The Dell Precision 7770 can be configured with the following:
- CPU: Intel i5-12600HX, i7-12850HX or i9-12950HX
- Memory: 16GB, 32GB, 64GB or 128GB DDR5
- Storage: Up to 4 x M.2 2280 Gen 4 PCIe x4
- Graphics: Nvidia RTX A1000, A3000, A4500 or A5500
The Dell Precision 7670 can be configured with the following:
- CPU: Intel i5-12600HX, i7-12850HX or i9-12950HX
- Memory: 32GB, 64GB, or 128GB DDR5
- Storage: Up to 3 x M.2 2280 Gen 4 PCIe x4
- Graphics: Nvidia RTX A1000, A2000, A3000, A4500 or A5500
Since both of these systems include the new big.LITTLE CPU architecture, which ESXi does not understand today, this will require either the use of an advanced ESXi kernel option or disabling the smaller cores within the system BIOS. For the latter option, the following ESXi kernel option cpuUniformityHardCheckPanic=FALSE will need to be appended to the existing kernel line during installation by pressing SHIFT+O during the initial boot up.

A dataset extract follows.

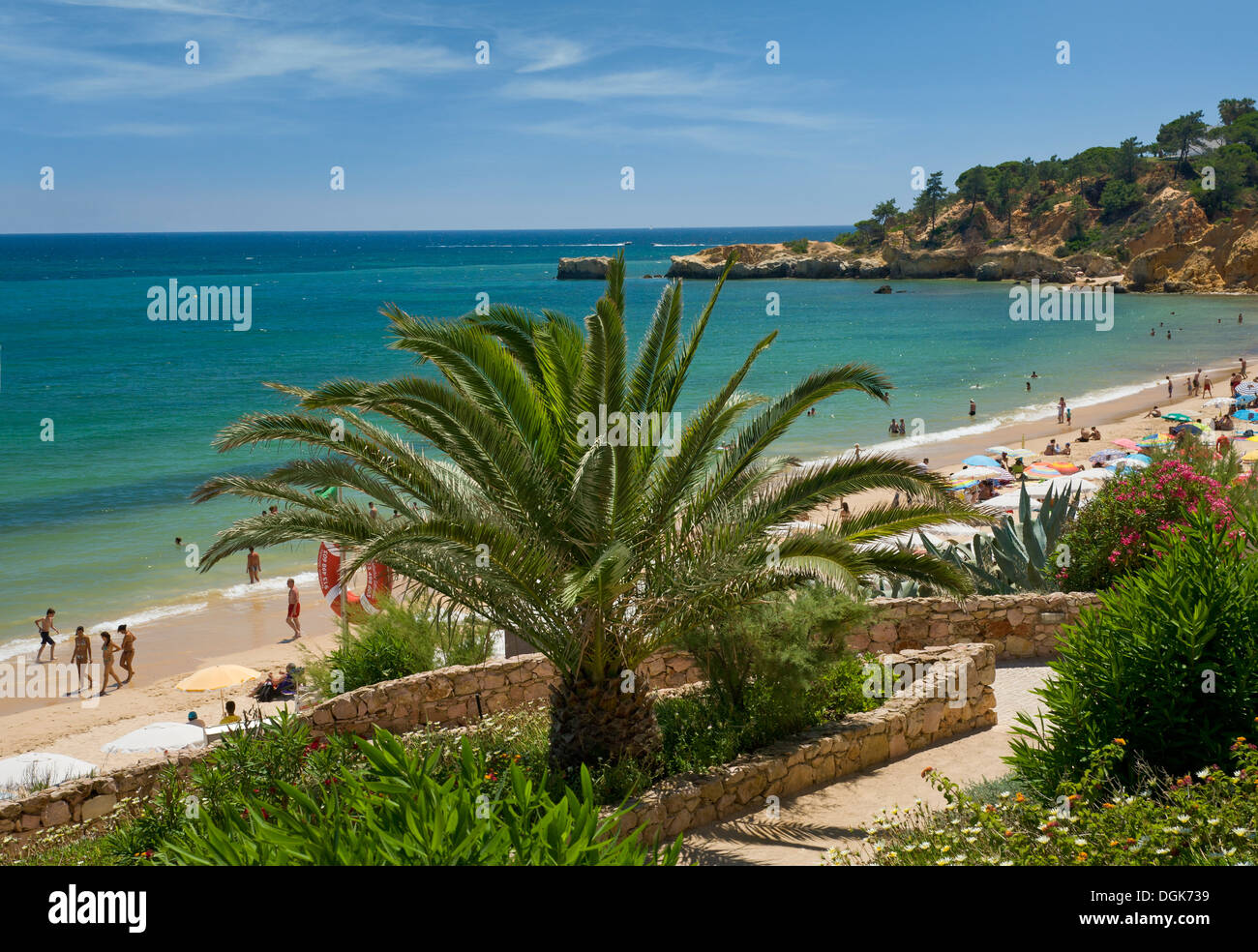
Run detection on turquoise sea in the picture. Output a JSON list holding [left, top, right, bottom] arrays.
[[0, 226, 1258, 657]]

Alternatively, you can also add this entry to the boot.cfg when creating your ESXi bootable installer. Again, you need to append the entry and do not delete or modify the existing kernel options or you will boot ESXi into ramdisk only. If this entry is not added, then booting ESXi with processors that contain both P-Cores and E-Cores will result in a purple screen of death (PSOD) with following message "Fatal CPU mismatch on feature".
Note: Once ESXi has been successfully installed, you can permanently set the kernel option by running the following ESXCLI command: localcli system settings kernel set -s cpuUniformityHardCheckPanic -v FALSE before rebooting OR you can reboot host and take out the USB and manually edit EFI\boot\boot.cfg and append the kernel option and this will ensure subsequent reboots will contain the required kernel option.